Charcoal burns cleaner and produces less indoor pollution than wood, but the current inefficient production method in Africa is one of the most polluting for the global environment and potentially destructive to African forests. The researchers’ analysis shows that charcoal can provide comparable health benefits of 1 to 2.8 million avoided deaths. However, scenarios that forecast large shifts to charcoal without improvements in harvesting and production would lead to severe increases in greenhouse gas emissions, they said, with over 15 billion tons of carbon released into the atmosphere by 2050.

“Most charcoal is produced in Africa by one or two guys going out in the woods, almost always without a permit and on somebody else’s land, cutting down a tree or two, chopping it up, lighting it, covering it with dirt, and then hovering around it for two to four days while it becomes charcoal,” Kammen said. “It’s no surprise it’s not generally a high-efficiency operation.”

The authors found that by creating the technological and policy tools for transitioning to higher efficiency charcoal production technologies and sustainable harvesting, like those used today in countries such as Brazil and Thailand, greenhouse gas emissions can be reduced by 45 percent in a gradual transition scenario, and by 66 percent in a rapid transition case.

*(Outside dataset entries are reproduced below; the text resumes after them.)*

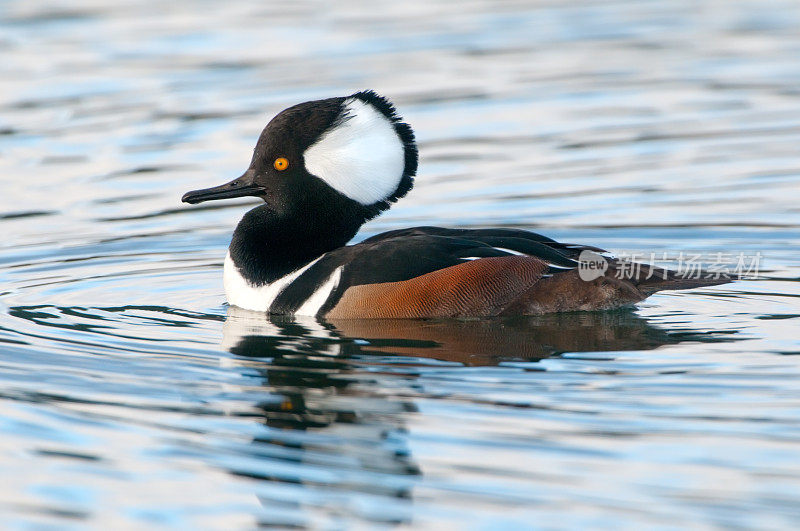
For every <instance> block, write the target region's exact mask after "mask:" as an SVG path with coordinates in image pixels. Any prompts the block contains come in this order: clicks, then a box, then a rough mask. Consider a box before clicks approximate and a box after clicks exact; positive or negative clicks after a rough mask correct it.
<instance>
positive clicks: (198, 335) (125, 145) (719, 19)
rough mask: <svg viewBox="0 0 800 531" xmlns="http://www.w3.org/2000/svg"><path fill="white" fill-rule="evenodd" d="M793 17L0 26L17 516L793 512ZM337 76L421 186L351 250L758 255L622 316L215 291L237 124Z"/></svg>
mask: <svg viewBox="0 0 800 531" xmlns="http://www.w3.org/2000/svg"><path fill="white" fill-rule="evenodd" d="M798 28H800V6H798V5H797V4H796V3H795V2H790V1H786V2H782V1H776V2H769V3H768V4H765V3H763V2H755V1H752V2H747V1H745V2H736V3H731V2H713V1H708V2H701V3H697V2H690V1H688V0H687V1H672V2H668V3H664V2H655V1H654V2H636V3H624V2H606V3H595V2H589V1H580V2H563V3H559V2H514V1H508V2H505V1H504V2H488V1H474V2H467V3H459V5H458V6H455V5H454V4H452V3H448V2H410V3H409V2H404V3H380V2H379V3H377V4H374V7H373V8H372V9H370V10H365V9H364V7H363V5H362V4H359V3H356V2H338V3H337V4H336V8H335V9H331V8H330V6H328V5H327V4H324V3H319V4H318V3H314V2H308V3H306V2H296V3H288V4H287V3H275V4H270V3H263V2H228V3H226V4H224V5H223V4H220V3H211V2H200V3H198V2H188V1H178V2H171V3H169V5H166V4H163V3H156V2H153V1H152V0H136V1H127V2H119V3H113V4H109V3H107V2H95V1H91V0H81V1H71V2H49V3H37V2H23V1H10V2H4V3H3V4H2V5H0V55H1V56H2V59H3V60H2V61H0V80H2V81H0V172H2V183H3V193H2V194H0V224H2V225H1V226H2V227H3V231H4V236H5V237H4V239H3V241H2V243H0V264H2V269H0V341H1V342H2V346H0V364H1V365H2V366H1V367H0V379H2V382H0V447H1V449H2V451H0V475H2V477H3V478H4V481H3V482H2V487H0V514H1V515H2V521H3V523H4V525H5V526H6V527H8V528H10V529H43V528H58V529H73V528H74V529H78V528H84V527H95V528H106V529H108V528H120V529H122V528H143V527H154V526H156V527H168V528H169V527H171V528H208V529H250V528H253V527H256V526H258V525H263V526H267V525H273V526H279V527H285V526H294V527H308V528H324V529H345V528H353V527H373V526H376V527H406V528H415V529H417V528H448V527H449V528H452V527H461V528H473V529H494V528H502V527H507V528H515V529H518V528H564V527H571V528H586V527H593V528H594V527H599V528H609V527H614V528H619V527H624V528H643V527H656V528H675V527H696V528H720V527H725V528H759V529H779V528H784V529H791V528H796V527H797V526H798V524H800V378H799V377H800V368H798V363H797V358H796V357H795V356H794V355H795V354H798V353H800V339H798V337H799V336H800V334H799V333H798V332H799V331H800V328H799V327H798V324H800V304H798V300H800V299H799V298H798V297H800V287H798V282H797V280H798V278H800V275H799V273H800V259H798V256H800V255H799V254H798V251H799V250H800V208H798V206H797V205H798V198H800V148H798V146H800V126H798V123H800V90H798V86H800V30H798ZM364 88H374V89H375V90H377V91H379V92H381V93H384V94H386V95H388V96H390V97H391V98H392V99H393V100H394V101H395V103H396V104H397V105H398V107H399V108H400V109H401V111H402V113H403V114H404V116H405V118H406V119H407V120H408V121H409V122H410V123H411V124H412V125H413V126H414V128H415V130H416V132H417V136H418V139H419V142H420V155H421V165H420V175H419V177H418V179H417V186H416V188H415V189H414V191H413V192H412V193H411V194H409V196H408V197H407V198H405V199H403V200H402V201H401V202H400V203H399V204H397V205H396V206H395V207H393V209H392V210H391V211H390V212H388V213H387V214H385V215H384V216H382V217H381V218H379V219H377V220H375V221H373V222H371V223H369V224H368V225H366V226H365V227H364V228H363V230H362V232H361V233H360V234H359V236H358V237H357V239H363V238H365V237H367V236H370V235H372V234H375V233H377V232H380V231H384V230H390V229H395V228H401V227H405V226H409V225H423V224H426V225H442V226H451V227H484V226H509V227H523V228H526V229H531V230H536V231H539V232H543V233H546V234H547V235H549V236H552V237H555V238H558V239H561V240H565V241H576V242H580V243H587V244H592V245H597V246H601V247H604V248H607V249H610V250H613V251H614V252H616V253H619V254H623V253H628V254H633V253H650V252H655V253H658V254H659V255H661V256H663V254H664V253H666V254H667V255H668V258H671V259H676V257H678V256H679V255H680V253H685V254H687V255H688V254H692V253H695V254H696V253H702V254H703V255H704V256H706V257H712V256H715V255H717V253H721V254H722V255H724V256H725V257H728V258H731V259H733V260H735V258H736V257H737V256H740V255H741V256H747V257H752V256H754V255H756V253H761V261H760V266H761V268H760V271H759V274H758V276H757V278H756V279H751V280H742V281H737V282H735V283H733V284H731V285H726V286H717V287H713V288H704V289H698V290H692V291H688V292H679V293H662V294H658V295H655V296H653V297H652V298H650V299H649V300H648V301H647V302H645V303H643V304H640V305H639V306H638V307H637V308H635V309H632V310H623V311H617V312H601V313H578V314H565V315H557V316H544V317H535V318H515V319H502V320H481V321H467V322H447V321H428V322H391V321H377V322H370V323H364V322H346V321H345V322H329V323H320V322H317V321H314V320H292V319H271V320H269V319H266V318H264V317H263V316H261V315H256V314H252V313H249V312H244V311H239V310H236V309H233V308H228V307H227V306H226V305H225V304H224V295H223V290H222V283H221V265H222V259H223V257H224V254H225V249H226V247H227V244H228V241H229V238H230V233H231V231H232V229H233V226H234V225H235V223H236V221H237V220H238V218H239V217H240V216H241V215H242V213H243V212H244V211H245V210H246V209H247V208H249V207H251V206H253V205H254V204H255V203H253V202H252V201H247V200H244V201H230V202H224V203H223V202H220V203H214V204H208V205H205V204H204V205H201V206H198V207H188V206H185V205H182V204H180V202H179V198H180V196H181V195H182V193H183V192H185V191H187V190H189V189H196V188H201V187H206V186H211V185H214V184H219V183H221V182H224V181H227V180H229V179H230V178H232V177H234V176H236V175H239V174H240V173H241V171H242V170H243V169H244V168H245V167H246V165H247V163H248V161H249V157H250V153H251V150H252V147H253V144H254V141H255V138H256V137H257V135H258V133H259V132H260V130H261V128H262V127H263V126H264V124H265V123H266V121H267V120H268V119H269V118H270V117H271V116H272V115H274V114H275V113H276V112H278V111H280V110H281V109H283V108H284V107H286V106H288V105H291V104H295V103H298V102H300V101H304V100H308V99H312V98H318V97H320V98H321V97H330V96H337V95H344V94H349V93H352V92H354V91H356V90H360V89H364Z"/></svg>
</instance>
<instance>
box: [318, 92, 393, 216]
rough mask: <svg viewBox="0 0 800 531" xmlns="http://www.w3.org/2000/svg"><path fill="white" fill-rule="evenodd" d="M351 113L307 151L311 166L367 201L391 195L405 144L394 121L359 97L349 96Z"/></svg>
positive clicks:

“This study shows that choosing energy technologies with an eye toward improving health and quality of life in one of the world’s most impoverished areas offers us opportunity to significantly reduce premature deaths, especially among women and children,” said Ezzati.

The research was supported by the Office of Atmospheric Programs of the United States Environmental Protection Agency, the Energy Foundation, the University of California Class of 1935 Chair, and the National Institute on Aging.